We sit through a lot of meetings and webinars. Sometimes it's for continuing medical education, sometimes for a product pitch disguised as business acumen, and almost always there is a least one valuable piece of information nestled within 60 minutes of noise. So, we show up. We participate. But often our minds wander…
A little game we like to play to keep us focused during long meetings is "count the clichés." To play, we track how many times the speaker uses a cliché. Phrases like, ""Think outside the box," or "Low-hanging fruit." It's a fun way to trick yourself into paying attention and, to those in attendance, it looks like you're taking vigorous notes.
Sometimes, though, the speaker uses a term or phrase that goes beyond cliché and into red-flag territory. Phrases like, "Grow or die," or, "If you can't measure it, you can't manage it," are either simply not true or taken out of context and manipulated. These speakers are relying on phrases that sound good, but serve only to distract you from the fact the presenter has little-to-no evidence to support an argument.
Take "Grow or die," for example. We didn't have to look further than the business page of our local paper for examples of all sorts of business, including nursing home chains and compounding labs, to find examples of companies that grow AND die. In fact, their rapid, thoughtless growth is exactly why they failed.

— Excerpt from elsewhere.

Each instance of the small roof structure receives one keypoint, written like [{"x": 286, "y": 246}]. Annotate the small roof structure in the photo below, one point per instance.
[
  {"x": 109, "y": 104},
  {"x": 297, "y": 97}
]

For further reading on this subject, and examples of business that have successfully never grown, we recommend this great article on CBS Money Watch.
The misquoted line that bothers us most, however, is when a speaker partially quotes economist W. Edwards Deming who wrote, "It is wrong to suppose that if you can't measure it, you can't manage it - a costly myth." By leaving out half of the 18 words in the complete quote, and saying, "If you can't measure it, you can't manage it," the speaker is saying something quite different and potentially quite harmful. Robert A. Berenson, physician and institute fellow at the Urban Institute., said it much better than we ever could. We recommend reading his piece for JAMA here.
So, the next time some speaker tries to make a point by utilizing a sad cliché or by shouting something that simply isn't true, take it upon yourself to push back with evidence. Perhaps them we can remove more noise from our lives leaving us with far more value.